EditsMost non-writers, and many new writers, have no idea that finishing that manuscript and typing END is anything but the end.  I know when I started writing, I couldn’t see beyond reaching that final scene.  Of course, that first novel was a 300,000 word monstrosity that took me over two years to complete, but the principle is universal.

The first draft is not the final draft.

That truth is even more daunting when we consider how few wannabe writers actually reach the end of their first draft.  Of those who do, many lack the determination to see the project to its full completion.

It’s easy to assume the tragic artiste pose and proclaim in an awful imitation of an accent from some European country, “This is my Art and the muse must be honored.  The words were given to me like this for a reason.”

Not if you want to sell it and actually have someone read it.

This becomes the dividing line between those who like dabbling in writing as an enjoyable hobby and those who are serious about becoming a Writer as a career.

Some first drafts are pretty good, but pretty good isn’t enough.  Every successful author I know recognizes they will need to make several editing passes through each novel before it’s ready.  One of the reasons we’re encouraged to write what we love is because if we don’t LOVE our stories enough to work through them at least half a dozen times, we’re going to HATE them before the process is complete.

Many new authors don’t understand this and unfortunately in today’s ebook world, it’s all too easy to complete that first draft and throw the book right up on Amazon.

I for one have read some of those stories.  After wading through the piles of novels that make me cringe when I look at the cover or read the first page, I’ve selected one that looked like it had real promise.  Many times those ebooks turn out to be pretty decent, maybe have a great concept and tons of potential, but where the author wasn’t patient enough to really finish the work.

I find it tragic when I complete an ebook like that.  When I think, “You know, that could have been a really good book.  But it was only about 90% finished and needed more polishing.”

What a waste.

Not only of my time, but of the author’s time.  They worked so hard bringing that novel to life, only to not put in the effort to get it that last 10%.  It’s like Frankenstein stitching together the perfect monster only to not bother raising it up on the platform during the lightning storm.  That last 10% is what infuses the story with it’s real life.

That’s one of my fears:  that my novels won’t be ready.

I cringe when I think back to my first monstrous novel.  With how little I knew about the industry, about editing, I was convinced it was a great work and totally ready to go.  Had the ebook revolution already been underway, I probably would have self-published it.

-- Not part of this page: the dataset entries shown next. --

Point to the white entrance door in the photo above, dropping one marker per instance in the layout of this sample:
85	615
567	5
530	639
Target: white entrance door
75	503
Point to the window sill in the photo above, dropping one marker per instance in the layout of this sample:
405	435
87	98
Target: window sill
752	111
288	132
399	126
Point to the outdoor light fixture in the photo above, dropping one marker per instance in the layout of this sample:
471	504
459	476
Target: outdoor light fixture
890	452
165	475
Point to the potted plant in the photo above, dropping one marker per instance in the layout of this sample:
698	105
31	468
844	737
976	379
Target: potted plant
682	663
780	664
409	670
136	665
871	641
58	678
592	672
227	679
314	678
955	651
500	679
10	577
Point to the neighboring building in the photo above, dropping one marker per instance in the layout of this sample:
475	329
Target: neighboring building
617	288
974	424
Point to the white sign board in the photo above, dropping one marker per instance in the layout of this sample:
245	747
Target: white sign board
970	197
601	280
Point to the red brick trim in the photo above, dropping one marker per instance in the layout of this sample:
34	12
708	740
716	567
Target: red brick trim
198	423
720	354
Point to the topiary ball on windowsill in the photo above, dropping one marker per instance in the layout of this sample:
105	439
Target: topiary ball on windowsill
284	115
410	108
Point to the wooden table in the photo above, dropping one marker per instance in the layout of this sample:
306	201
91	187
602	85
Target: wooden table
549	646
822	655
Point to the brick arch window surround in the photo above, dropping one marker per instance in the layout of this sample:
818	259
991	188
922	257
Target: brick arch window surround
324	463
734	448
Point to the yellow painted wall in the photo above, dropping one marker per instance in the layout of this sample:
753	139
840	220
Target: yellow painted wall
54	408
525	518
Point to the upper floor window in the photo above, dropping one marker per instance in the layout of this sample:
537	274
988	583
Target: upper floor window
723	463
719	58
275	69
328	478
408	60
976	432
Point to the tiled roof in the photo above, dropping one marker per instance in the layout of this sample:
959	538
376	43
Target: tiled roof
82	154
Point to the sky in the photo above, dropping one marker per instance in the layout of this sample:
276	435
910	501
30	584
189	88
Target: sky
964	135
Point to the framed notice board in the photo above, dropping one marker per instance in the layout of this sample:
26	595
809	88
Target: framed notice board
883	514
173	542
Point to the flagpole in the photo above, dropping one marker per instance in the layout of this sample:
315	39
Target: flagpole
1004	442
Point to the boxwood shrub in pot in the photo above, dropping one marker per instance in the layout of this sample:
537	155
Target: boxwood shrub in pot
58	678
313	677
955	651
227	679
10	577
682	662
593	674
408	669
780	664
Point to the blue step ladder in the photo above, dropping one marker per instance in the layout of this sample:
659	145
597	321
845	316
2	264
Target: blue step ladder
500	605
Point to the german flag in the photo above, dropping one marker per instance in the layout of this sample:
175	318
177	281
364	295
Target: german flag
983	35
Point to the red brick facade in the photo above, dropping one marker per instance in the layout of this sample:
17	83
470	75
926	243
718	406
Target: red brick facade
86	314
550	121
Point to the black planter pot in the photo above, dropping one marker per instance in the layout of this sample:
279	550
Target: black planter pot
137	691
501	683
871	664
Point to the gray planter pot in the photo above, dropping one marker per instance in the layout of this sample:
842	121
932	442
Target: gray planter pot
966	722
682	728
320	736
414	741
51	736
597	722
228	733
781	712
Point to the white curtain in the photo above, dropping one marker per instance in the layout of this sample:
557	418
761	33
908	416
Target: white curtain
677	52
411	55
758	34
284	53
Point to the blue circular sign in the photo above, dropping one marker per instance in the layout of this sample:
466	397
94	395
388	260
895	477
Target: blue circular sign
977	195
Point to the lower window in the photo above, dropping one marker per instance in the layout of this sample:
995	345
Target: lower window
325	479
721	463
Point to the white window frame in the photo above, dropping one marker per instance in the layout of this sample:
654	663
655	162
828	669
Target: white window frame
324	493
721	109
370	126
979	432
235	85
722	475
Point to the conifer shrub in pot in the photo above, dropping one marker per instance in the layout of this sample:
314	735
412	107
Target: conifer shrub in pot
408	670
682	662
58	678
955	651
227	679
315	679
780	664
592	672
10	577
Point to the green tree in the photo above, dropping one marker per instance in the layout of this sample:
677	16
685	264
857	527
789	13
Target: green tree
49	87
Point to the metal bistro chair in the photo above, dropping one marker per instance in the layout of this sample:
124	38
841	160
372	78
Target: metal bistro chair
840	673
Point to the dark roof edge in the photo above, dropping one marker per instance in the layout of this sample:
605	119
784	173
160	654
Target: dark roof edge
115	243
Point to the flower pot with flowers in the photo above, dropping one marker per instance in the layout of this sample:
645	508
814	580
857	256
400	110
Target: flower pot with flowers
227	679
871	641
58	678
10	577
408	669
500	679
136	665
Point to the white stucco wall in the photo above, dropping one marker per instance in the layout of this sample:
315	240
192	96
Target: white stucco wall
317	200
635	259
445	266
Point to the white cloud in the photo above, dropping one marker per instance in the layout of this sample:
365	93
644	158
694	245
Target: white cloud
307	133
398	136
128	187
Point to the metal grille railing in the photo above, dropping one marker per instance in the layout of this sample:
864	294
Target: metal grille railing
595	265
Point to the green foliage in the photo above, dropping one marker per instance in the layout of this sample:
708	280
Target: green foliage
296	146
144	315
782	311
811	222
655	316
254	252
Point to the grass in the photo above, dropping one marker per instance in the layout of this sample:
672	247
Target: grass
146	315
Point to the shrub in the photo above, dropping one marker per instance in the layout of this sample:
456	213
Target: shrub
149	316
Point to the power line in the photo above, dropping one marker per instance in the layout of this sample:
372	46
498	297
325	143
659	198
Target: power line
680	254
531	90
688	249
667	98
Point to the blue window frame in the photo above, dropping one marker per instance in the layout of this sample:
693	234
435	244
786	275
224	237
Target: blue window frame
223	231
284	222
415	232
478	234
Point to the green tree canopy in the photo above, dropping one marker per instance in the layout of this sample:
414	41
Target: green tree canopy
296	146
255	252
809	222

I would have destroyed that story.

I’m glad I didn’t have that option and that the dozens of rejection letters finally clued me in that there was something missing.  I’ve since thrown that novel away and rebuilt it from the ground up.  The resulting story is ten times better and is one of the eight books I’m preparing for publication in my upcoming “Eight Books in Eight Months” publishing blitz.

Before I pull the trigger on those novels though, I’ve dedicated the time to rewrites, I’ve gathered honest feedback from beta readers, and I’ve worked with professional editors (including Joshua Essoe and Evan Braun) to make sure they’re really ready.

Even so, I still have to wonder, are they really?

This time I feel a lot more justified in saying, “Yes.”